# Proving a matrix is unitary

1. Nov 20, 2008

### Threepwood

1. The problem statement, all variables and given/known data
I have been given the Hamiltonian
$$H = \sum_{k}\left(\epsilon_k - \mu\right) c_k^{\dag} c_k + \gamma \sum_{kp}c_k^{\dag} c_p$$
and also that
$$c_p = \sum_{q} U_{pq} b_q$$
I have to prove that this matrix $$U_{pq}$$ is unitary, and find an equation for $$U_{pq}$$.

2. Relevant equations
This is equivalent to proving that
$$\{b_q, b_p\} = 0$$
and
$$\{b_q , b_p^{\dag}\} = \delta_{pq}$$
where $$b$$ and $$c$$ are creation and annihiliation operators.

3. The attempt at a solution
Knowing that
$$c_p = \sum_{q} U_{pq} b_q$$
then
$$c_q = \sum_{p} U_{pq} b_p$$
and
$$\{b_q , b_p\} = b_q b_p + b_p b_q$$
$$c_p b_p = \left(\sum_{q} U_{pq} b_q\right) b_p$$
$$b_q c_q = b_q \left(\sum_{p} U_{pq} b_p\right)$$
So that
$$c_p b_p + b_q c_q = \left(\sum_{q} U_{pq} b_q\right) b_p + b_q \left(\sum_{p} U_{pq} b_p\right)$$

Hmm, now what?

2. Nov 20, 2008

### borgwal

You should use that the c operators satisfy the same anticommutation relations that the b's also satisfy. On the other hand, c_p and b_q do not, in general, satisfy such relations.

3. Nov 20, 2008

### Threepwood

Isn't that precisely what I'm supposed to be proving?

4. Nov 21, 2008

### borgwal

No, you have to prove U is unitary.

Edit: you already seem to know that U being unitary is equivalent to the b's satisfying the same anticommutation relations as the c's. But that's all there is to it....

Last edited: Nov 21, 2008
5. Nov 23, 2008

### Threepwood

I need to prove those relations. How do I prove that
$$\{b_q , b_p\} = 0$$ and $$\{b_q , b_p^{\dag} \} = \delta_{pq}$$?

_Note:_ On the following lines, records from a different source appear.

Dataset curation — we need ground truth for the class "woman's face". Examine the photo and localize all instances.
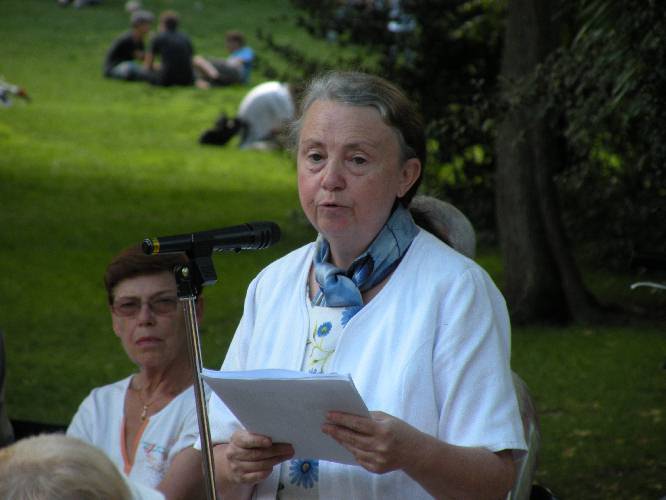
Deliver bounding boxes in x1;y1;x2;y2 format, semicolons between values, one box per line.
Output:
111;271;188;369
297;100;421;266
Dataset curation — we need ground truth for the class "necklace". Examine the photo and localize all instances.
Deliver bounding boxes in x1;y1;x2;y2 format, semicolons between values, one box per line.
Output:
134;387;160;422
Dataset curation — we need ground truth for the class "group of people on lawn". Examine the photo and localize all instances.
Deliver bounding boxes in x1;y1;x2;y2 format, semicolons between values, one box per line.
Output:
104;9;294;149
104;9;254;88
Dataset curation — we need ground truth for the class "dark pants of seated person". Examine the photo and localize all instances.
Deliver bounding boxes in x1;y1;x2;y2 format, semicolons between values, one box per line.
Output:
106;61;153;82
210;59;243;86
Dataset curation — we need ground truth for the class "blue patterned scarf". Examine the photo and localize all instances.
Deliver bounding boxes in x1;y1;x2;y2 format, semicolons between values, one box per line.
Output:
312;205;419;317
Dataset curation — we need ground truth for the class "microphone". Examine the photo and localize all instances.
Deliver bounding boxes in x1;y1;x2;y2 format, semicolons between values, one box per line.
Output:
141;222;280;255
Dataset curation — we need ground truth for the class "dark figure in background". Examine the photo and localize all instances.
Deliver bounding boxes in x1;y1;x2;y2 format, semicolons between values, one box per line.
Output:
104;10;155;81
199;81;294;150
145;10;194;87
193;31;254;89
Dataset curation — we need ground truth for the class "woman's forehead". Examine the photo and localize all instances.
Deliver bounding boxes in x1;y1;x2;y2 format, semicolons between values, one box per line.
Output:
299;100;395;144
114;271;176;296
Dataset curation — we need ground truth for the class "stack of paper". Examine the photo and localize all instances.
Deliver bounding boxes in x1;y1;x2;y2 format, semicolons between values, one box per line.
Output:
202;369;370;464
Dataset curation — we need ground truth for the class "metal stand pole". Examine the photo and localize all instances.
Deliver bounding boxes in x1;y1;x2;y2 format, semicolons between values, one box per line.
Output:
175;266;217;500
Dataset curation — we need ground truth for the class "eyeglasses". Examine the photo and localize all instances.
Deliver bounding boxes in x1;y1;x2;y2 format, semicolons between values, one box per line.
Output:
111;297;178;317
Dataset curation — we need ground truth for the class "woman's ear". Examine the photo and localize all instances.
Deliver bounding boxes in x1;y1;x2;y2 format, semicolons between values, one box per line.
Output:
398;158;421;198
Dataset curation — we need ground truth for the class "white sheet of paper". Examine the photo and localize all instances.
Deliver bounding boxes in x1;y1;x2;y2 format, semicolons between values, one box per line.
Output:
202;369;370;464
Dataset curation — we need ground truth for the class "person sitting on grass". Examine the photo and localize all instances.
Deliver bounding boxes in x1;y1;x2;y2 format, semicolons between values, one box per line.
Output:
199;81;294;150
144;10;194;87
192;31;254;88
104;10;155;81
67;245;203;500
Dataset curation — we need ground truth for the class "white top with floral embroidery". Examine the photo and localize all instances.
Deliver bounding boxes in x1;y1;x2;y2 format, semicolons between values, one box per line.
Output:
277;298;348;500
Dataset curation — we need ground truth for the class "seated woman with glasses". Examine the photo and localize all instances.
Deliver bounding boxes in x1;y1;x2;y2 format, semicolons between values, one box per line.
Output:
67;246;203;499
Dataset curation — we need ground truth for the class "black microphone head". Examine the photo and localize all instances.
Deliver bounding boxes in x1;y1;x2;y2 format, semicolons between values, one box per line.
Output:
141;238;159;255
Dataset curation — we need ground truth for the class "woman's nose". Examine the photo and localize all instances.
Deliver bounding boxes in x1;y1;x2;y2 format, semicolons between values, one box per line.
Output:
321;158;347;191
137;302;155;323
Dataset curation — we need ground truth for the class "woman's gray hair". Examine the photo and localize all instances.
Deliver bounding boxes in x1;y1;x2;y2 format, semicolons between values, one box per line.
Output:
0;434;132;500
290;71;426;206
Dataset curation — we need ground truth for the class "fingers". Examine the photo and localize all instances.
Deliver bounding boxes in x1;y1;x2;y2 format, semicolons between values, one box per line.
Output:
224;431;294;483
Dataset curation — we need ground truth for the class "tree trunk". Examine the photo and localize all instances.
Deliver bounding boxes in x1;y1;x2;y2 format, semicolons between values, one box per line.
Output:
496;0;595;323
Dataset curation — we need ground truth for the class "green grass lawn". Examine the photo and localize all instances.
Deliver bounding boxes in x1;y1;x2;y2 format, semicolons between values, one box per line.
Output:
0;0;666;498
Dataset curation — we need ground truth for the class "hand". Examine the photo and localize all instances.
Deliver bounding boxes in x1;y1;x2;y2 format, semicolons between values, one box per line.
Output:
322;411;421;474
214;430;294;484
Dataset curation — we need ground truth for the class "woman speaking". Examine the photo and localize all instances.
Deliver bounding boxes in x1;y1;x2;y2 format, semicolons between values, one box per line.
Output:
202;72;525;500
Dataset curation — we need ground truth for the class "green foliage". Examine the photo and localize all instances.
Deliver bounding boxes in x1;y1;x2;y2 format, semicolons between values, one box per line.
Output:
504;0;666;269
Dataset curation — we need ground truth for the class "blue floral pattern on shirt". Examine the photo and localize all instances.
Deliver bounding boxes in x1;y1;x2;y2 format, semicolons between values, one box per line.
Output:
289;459;319;488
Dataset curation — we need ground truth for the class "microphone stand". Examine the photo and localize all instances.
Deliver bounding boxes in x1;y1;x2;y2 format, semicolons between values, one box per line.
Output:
174;252;217;500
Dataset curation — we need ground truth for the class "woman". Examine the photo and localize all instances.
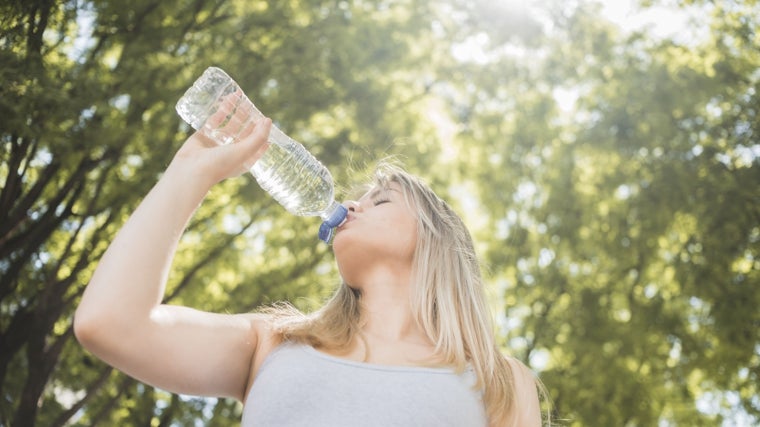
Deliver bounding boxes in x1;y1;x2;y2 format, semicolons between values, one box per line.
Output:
75;112;541;426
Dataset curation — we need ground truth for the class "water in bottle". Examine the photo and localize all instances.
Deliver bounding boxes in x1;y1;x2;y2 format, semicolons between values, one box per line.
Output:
177;67;347;242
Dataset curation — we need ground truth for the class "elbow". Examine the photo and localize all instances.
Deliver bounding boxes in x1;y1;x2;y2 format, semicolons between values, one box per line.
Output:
74;305;104;350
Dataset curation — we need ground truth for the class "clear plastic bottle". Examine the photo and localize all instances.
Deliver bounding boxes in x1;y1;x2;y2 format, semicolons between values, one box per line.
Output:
176;67;347;242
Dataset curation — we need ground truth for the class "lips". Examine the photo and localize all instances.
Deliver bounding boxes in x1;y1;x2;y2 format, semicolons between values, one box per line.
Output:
337;212;356;231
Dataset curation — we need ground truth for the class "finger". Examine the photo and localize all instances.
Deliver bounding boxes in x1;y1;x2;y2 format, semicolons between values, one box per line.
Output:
229;118;272;169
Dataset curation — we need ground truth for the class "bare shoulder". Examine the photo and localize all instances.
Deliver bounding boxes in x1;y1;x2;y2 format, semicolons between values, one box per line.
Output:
244;313;282;396
507;357;541;427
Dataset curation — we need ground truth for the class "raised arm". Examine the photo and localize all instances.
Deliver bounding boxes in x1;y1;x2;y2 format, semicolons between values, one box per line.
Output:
74;119;271;399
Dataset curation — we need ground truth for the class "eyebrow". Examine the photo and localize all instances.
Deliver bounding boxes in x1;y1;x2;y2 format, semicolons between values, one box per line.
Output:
362;186;401;200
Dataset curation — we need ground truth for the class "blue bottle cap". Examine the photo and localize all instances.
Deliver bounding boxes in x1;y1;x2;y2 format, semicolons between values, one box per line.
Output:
319;205;348;243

And also, beyond that, how do I find an equation for U? I don't need to solve the equation for U, just find it.

6. Nov 23, 2008

### borgwal

You need more information to prove any of those relations. You must have been given some info about what the b's are supposed to be, for instance. I assumed that you had been told that the b's are fermionic annihilation operators.

7. Nov 23, 2008

### Threepwood

Yes, they are. At the moment I'm more interested in finding this equation for U, but I have no idea where to even start. I've just been playing around with the relations, like taking
$$c_p c_q^{\dag} + c_q^{\dag} c_p = \delta_{pq}$$
applying $$c_q$$ to the left
$$c_q c_p c_q^{\dag} + c_q c_q^{\dag} c_p = c_q \delta_{pq}$$
because $$c_p c_q = - c_q c_p$$, then
$$-c_p c_q c_q^{\dag} + c_q c_q^{\dag} c_p = c_q \delta_{pq}$$
and $$c_q c_q^{\dag} = 0$$, so
$$c_q \delta_{pq} = 0$$
Hmm! Is this useful relation? Probably not..

8. Nov 23, 2008

### borgwal

If the b's are fermionic annihilation operators, then that *means* they satisfy the anticommutation relations that, as you figured out, are equivalent to U being unitary. Done.

9. Nov 23, 2008

### Threepwood

Ok, but what about finding an equation for U?

10. Nov 24, 2008

### borgwal

You clearly did not state the full problem so I have to keep guessing: were you supposed to diagonalize the Hamiltonian and find U such that [tex] H=\sum_k E(k) b^+_kb_k [/itex]?

11. Nov 25, 2008

### Threepwood

That was never stated in the question, but maybe it was implied somehow. It would make sense. How would I go about doing that?